24 Sprague Dawley rats were randomly allocated into an Inhibitor and Control group (n = 12 each). In all rats the tendon of the supraspinatus muscle was sharply detached from its insertion at the humeral head and immediately repaired with a single transosseous suture. Starting one day prior to surgery the rats of the Inhibitor group received 12.5mg/kg/d Veliparib in their drinking water (ABT-888, APExBio, TX, USA) during the recovery period. The water uptake was monitored to assure accurate uptake of the inhibitor. The animals were sacrificed 8 weeks after surgery and analyzed utilizing macroscopic, biomechanical (n = 6 per group) and histological (n = 6 per group) methods. The the groups were analyzed utilizing a two-tailed ANOVA and Fisher’s LSD post-hoc test.

Results

Macroscopically muscle cross section was significantly higher in the Inhibitor group (p=0.034). In the histological total grading of longitudinal joint sections the Inhibitor group had a significant lower mean scoring than the Control group (Inhibitor: 8.0 ±1.9 vs. Control: 11.9 ±1.9, p=0.022). The histological crossection of the SSP muscle was divided into four quadrants to measure fiber cross sections. Fiber cross section was significantly higher in quadrant 1 (41.2±2.5mm2 vs. 34.9±3.8mm2, p=0.0004) and near significant higher in total (p=0.061) and quadrant 2 and 4 (p=0.09 and p=0.072 respectively). The difference in the relative amount of myosin type I muscle fibers was not significant in any quadrant. During biomechanical testing most of the specimens in the Inhibitor group failed in the tendon midsubstance (n=4/6), whereas most of the Controls failed at the entheses (n=4/6). Biomechanical testing revealed a higher yield load in the Inhibitor group compared to the Control group (Inhibitor: 22.3±8.5N vs. Control: 18.2±7.4N, p>0.05) and higher stiffness (Inhibitor: 21.9±2.9MPa vs. Control: 18.7±4.6N, p=0.034). The difference in ultimate load was not significant (Inhibitor: 27.5±4N vs. 25.4±5.7N, p>0.05), nor for the energy absorbed to failure (Inhibitor: 27.7±8.9Nmm vs.
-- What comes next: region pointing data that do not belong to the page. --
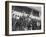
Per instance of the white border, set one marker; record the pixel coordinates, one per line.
(24, 32)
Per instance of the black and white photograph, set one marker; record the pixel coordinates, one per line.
(26, 18)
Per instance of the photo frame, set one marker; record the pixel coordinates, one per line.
(24, 18)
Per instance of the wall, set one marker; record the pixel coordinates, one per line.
(2, 19)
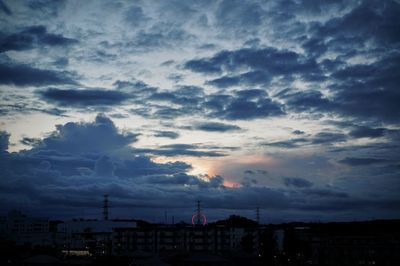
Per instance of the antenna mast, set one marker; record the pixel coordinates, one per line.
(105, 207)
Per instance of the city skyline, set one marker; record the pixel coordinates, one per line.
(289, 106)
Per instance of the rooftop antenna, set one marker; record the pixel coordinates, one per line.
(105, 207)
(258, 215)
(200, 217)
(198, 213)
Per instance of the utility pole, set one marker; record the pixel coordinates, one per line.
(198, 213)
(258, 215)
(105, 207)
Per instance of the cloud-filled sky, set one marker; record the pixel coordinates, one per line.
(292, 106)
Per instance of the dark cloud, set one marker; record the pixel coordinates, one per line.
(269, 60)
(183, 150)
(306, 101)
(30, 141)
(25, 75)
(99, 136)
(248, 181)
(216, 127)
(246, 79)
(135, 16)
(243, 105)
(367, 132)
(167, 134)
(363, 161)
(321, 192)
(297, 182)
(5, 9)
(83, 97)
(33, 37)
(4, 141)
(288, 144)
(238, 16)
(328, 138)
(298, 132)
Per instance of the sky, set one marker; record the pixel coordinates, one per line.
(291, 106)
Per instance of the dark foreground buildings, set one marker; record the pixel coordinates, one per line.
(234, 241)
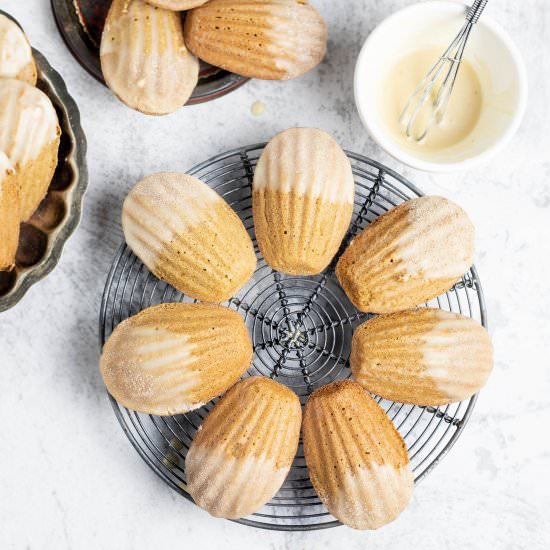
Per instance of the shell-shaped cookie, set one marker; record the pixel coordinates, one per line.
(407, 256)
(144, 59)
(269, 39)
(302, 200)
(357, 461)
(176, 5)
(29, 139)
(173, 358)
(187, 235)
(423, 356)
(16, 59)
(9, 214)
(242, 454)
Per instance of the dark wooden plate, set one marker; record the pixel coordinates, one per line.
(80, 23)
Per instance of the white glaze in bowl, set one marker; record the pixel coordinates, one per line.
(490, 51)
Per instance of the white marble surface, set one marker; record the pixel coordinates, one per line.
(69, 478)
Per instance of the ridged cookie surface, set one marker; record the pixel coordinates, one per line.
(269, 39)
(423, 356)
(187, 235)
(173, 358)
(241, 455)
(29, 139)
(302, 200)
(16, 59)
(144, 59)
(357, 461)
(176, 5)
(409, 255)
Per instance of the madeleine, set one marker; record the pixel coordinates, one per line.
(357, 461)
(302, 200)
(29, 141)
(173, 358)
(188, 236)
(407, 256)
(423, 356)
(244, 449)
(144, 59)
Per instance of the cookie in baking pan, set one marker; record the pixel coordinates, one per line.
(407, 256)
(268, 39)
(302, 200)
(16, 59)
(29, 140)
(423, 356)
(243, 451)
(188, 236)
(9, 213)
(144, 59)
(174, 358)
(357, 461)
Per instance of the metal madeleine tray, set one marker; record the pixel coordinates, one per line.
(80, 23)
(43, 237)
(271, 303)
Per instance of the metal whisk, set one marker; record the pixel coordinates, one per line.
(426, 90)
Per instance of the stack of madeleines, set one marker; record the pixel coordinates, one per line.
(29, 138)
(150, 61)
(173, 358)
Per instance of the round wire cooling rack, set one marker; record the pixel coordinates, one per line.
(301, 329)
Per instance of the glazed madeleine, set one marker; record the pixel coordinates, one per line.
(176, 5)
(187, 235)
(357, 461)
(9, 214)
(269, 39)
(173, 358)
(243, 451)
(423, 356)
(29, 140)
(302, 200)
(144, 59)
(16, 59)
(407, 256)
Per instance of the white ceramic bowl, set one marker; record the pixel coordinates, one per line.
(490, 51)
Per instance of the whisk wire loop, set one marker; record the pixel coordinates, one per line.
(450, 59)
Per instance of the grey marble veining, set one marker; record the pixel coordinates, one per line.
(69, 478)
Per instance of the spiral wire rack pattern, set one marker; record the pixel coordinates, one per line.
(301, 329)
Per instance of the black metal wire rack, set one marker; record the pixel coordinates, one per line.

Control: 24.3±7.7Nmm, p>0.05).

Conclusions

Inhibition of PARP-1 activity leads to improved healing of the RCT repair with better histological healing of the neo-entheses and less scar tissue formation, which leads to failure at the tendon midsection during biomechanical testing; although biomechanical properties were not significantly different between the groups due to being underpowered, the PARP-1 inhibitor group showed a general trend of improvement. Together with reduced atrophy and higher muscle fiber diameter we conclude that PARP-1 inhibition is beneficial for the healing after acute rotator cuff repair.